Interestingly, the signals were mixed. UNHCR officials in Ferizaj disapproved. They felt that Ashkali were facing a humanitarian, not a political crisis in Ferizaj. Ashkali needed food, education, housing, clothing, and medical care-not political representation. To present these humanitarian problems in political terms would only create confrontation.

But officials from the OSCE were delighted. They were trying to coax democracy from Kosovo's barren soil, and in Sabit Rrahamani they saw someone who was inculcating a sense of pride into Kosovo's dispirited Roma.

Sabit pushed ahead. Three representatives were chosen by each of the three Ashkali communities near Ferizaj (Metvici, Salahane, and Dubrava). An open meeting was then called to launch the actual party. It was attended by 60 Ashkali, some elders, and officials from the OSCE. Nine Ashkali were elected to a board, with Sabit as president.

They spent the next month consolidating the organization. Each Ashkali family was asked to contribute one D-mark every two weeks, and a member of the committee was designated to issue receipts. It was a small step on the road to accountability. After three weeks there were 900 D-marks in the kitty. By December, the new party was attracting articles in the press.

The Ashkali protested against the discriminatory food distribution practices of local Mother Teresa Society offices.

By focusing on building the party, they were able to postpone the tough decisions. Sabit knew that a political party thrives on campaigns, but he also knew that the crisis facing Ashkali-the denial of food aid, the lack of security-was caused by Albanians. Campaigning on such issues would define the Ashkalis' rights in terms of grievance. It could be suicidal.

When we met Sabit, he was seeking an issue around which his members could mobilize without provoking their neighbors. The municipal elections seemed promising. The whole purpose was to give local communities some control over their lives, and if the Ashkali could win votes they might well emerge with a seat on the council and a role in administering the basic services that they so badly need.

But before they could even field candidates, they would have to collect 3,300 signatures to register as a party.
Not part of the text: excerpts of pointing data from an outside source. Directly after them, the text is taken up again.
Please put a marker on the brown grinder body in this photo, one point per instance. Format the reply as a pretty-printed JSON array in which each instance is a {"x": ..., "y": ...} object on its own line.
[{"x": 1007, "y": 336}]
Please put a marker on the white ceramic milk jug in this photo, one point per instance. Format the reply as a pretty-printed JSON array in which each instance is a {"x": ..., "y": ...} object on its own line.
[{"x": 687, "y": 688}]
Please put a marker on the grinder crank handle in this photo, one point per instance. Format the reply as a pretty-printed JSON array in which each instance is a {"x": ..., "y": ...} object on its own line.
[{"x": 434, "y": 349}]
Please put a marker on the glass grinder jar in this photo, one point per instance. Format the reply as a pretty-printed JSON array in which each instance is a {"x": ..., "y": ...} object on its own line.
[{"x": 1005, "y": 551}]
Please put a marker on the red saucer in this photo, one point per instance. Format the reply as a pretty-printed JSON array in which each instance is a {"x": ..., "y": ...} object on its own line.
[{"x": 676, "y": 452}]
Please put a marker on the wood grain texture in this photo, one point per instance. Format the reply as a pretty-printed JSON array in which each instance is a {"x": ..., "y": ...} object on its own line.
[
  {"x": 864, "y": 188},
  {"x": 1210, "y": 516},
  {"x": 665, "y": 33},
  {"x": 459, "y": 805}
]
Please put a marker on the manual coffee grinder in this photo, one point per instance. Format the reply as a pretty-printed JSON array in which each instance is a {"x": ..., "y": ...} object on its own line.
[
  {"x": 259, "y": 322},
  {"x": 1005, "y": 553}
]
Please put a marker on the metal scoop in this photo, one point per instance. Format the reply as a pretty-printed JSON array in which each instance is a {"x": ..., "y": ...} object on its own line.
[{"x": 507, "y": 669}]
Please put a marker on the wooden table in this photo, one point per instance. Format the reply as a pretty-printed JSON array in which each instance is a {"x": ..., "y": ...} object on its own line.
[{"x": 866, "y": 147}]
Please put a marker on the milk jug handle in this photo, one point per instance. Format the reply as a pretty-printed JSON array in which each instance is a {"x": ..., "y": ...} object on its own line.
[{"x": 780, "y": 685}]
This was clearly beyond the means of the Ashkali from Ferizaj alone, and it meant they would have to form a partnership with Ashkali parties in other municipalities.

This would test even Sabit's political skills. He had found it hard enough to unite the Ashkali of Ferizaj-many of whom were related. How much harder would he find it to coopt Ashkali from other areas, where he was looked on with some distrust? When we left him, he was just starting to wrestle with the implications.


* Update: Sabit Rrahamani failed in his first bid for elective office. He managed to weld several Ashkali groups into a national party (The Democratic Party of Albanian Ashkali in Kosovo - PDASh). He also raised enough signatures to field candidates in seven municipalities during Kosovo's November municipal elections. But the party only won 1,562 votes in total. Only one PDSAh candidate was elected, in the municipality of Fushe Kosove (Kosovo Polje). The party won 425 votes in Ferizaj, or 1% of the votes cast.